I am not aware of a fall-off in investment confidence, or of any significant adverse effects on industrial and business interests, as a result of the present divergence in value between the Irish and British currencies. In fact, available information indicates that so far this year investment has been very buoyant, indicating a continuing high level of confidence in the economy. While the appreciation of sterling vis-à-vis the Irish £ may lead to an increase in the cost of some imports, it should in general be beneficial for firms that export to Britain or Northern Ireland or whose products are competing with British goods on the home market. I have not received any request from organisations representing Irish business interests for consultations on this matter. The implications of exchange rate changes are, of course, kept under review by my Department and by the other Departments concerned.

Will the Minister agree that as so many of our exports to the UK and other markets are composed of raw materials originally imported from the UK there is quite an appreciable addition to domestic inflation as a result of the growing divergence between the Irish £ and the British £? Further, will the Minister agree that in the event of the divergence becoming even more marked, that is, the Irish £ being valued at 90p in relation to the British £, the effects here will be very extreme indeed and must lead in time to great difficulties with regard to the competitiveness of Irish products?

No. In what he has said the Deputy is assuming that the divergence between the two currencies will necessarily contribute to inflation here. That is not necessarily so.

Not necessarily but very likely.

It could be, but it is not necessarily so. As I have indicated, the competitiveness of Irish industrial goods in the UK and on the home market should be improved as a result of the divergence. The non-appreciation of the Irish £ in line with sterling has helped to safeguard our competitiveness in third country markets, giving us some advantage over the UK in those markets. The degree to which these advantages will be offset by increases in the cost of imports from the UK will depend on the extent to which British producers are able to maintain the expected price denominated in sterling. As I have told the Deputy, it would be a mistake to assume that the divergence which has taken place to date will necessarily lead to increased inflation here.

In the short-term it appears we must look forward to a continued depreciation of the Irish £ as against the British £.

I am advised I should not speculate on the movement of currency of another country.

Is it not the case that, because of the exchange controls introduced last December and the divergence between the Irish £ and sterling, more money is being borrowed on the Irish market than was the case previously because sterling is more expensive for Irish borrowers? Does this not have the effect of reducing the amount available for investment here? Does it not also have the effect of pushing up interest rates with a subsequent effect on investment in the second half of this year?
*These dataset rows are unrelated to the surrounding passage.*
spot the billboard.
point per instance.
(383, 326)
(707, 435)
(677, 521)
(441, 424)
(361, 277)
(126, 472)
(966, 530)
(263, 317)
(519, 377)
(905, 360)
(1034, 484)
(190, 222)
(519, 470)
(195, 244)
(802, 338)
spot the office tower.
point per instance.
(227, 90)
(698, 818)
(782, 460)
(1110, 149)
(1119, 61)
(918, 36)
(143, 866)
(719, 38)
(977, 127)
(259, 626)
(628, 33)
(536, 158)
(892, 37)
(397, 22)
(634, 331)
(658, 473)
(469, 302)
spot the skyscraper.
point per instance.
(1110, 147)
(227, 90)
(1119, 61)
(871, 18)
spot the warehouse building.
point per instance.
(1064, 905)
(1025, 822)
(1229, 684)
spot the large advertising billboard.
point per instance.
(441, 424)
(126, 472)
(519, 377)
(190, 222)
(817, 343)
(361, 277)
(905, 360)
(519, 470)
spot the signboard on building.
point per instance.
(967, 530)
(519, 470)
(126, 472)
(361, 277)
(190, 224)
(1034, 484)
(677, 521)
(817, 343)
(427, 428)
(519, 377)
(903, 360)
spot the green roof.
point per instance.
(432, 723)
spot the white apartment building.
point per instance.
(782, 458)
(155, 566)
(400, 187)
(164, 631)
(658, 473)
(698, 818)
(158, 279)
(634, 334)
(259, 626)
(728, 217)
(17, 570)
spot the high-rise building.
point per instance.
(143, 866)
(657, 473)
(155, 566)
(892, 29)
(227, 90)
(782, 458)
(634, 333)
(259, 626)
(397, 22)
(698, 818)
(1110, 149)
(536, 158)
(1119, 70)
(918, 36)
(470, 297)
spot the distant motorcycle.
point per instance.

The movement of interest rates is worldwide. As the Deputy is aware, interest rates had increased in each of the EEC countries within the past few months because they were reflecting world interest rates. It is true that certain borrowings have taken place here which prior to the break with sterling had taken place in London. On the other hand, the matter is not quite as straightforward as that because there are facilities in certain circumstances in countries that are trading with Britain enabling them to borrow in Britain despite exchange controls.

There are also other developments in relation to the market which counteract the effect the Deputy indicated. I cannot say at this stage whether the net effect of these various factors is to have reduced the amount of money available for borrowing—I forget what phrase the Deputy used but I think he means the private sector generally, and I cannot say if that is correct. As the Deputy will also appreciate, especially from certain announcements by the Central Bank, the matter is further complicated by growth in credit beyond the lines laid down by the Central Bank. But I have no reason to believe that there is any serious liquidity problem arising as a result of the break in the link with sterling.

I am not saying that it is directly as a result of the break in the link with sterling. It is because interest rates have gone to such an extent here that there is lack of confidence on the part of investors about the future, and they are reluctant to invest. The Minister says that interest rates are going up world wide—that is correct—but they are going up from a very much lower rate. We are, I think, 2 per cent above the English lending rate in this regard. Therefore, money which previously could have been borrowed at cheaper rates in London—even though it is not prohibited to borrow in London—because of the difference in the value of the pounds, costs more to repay, and that differential is wiped out because of the revaluation of the currencies.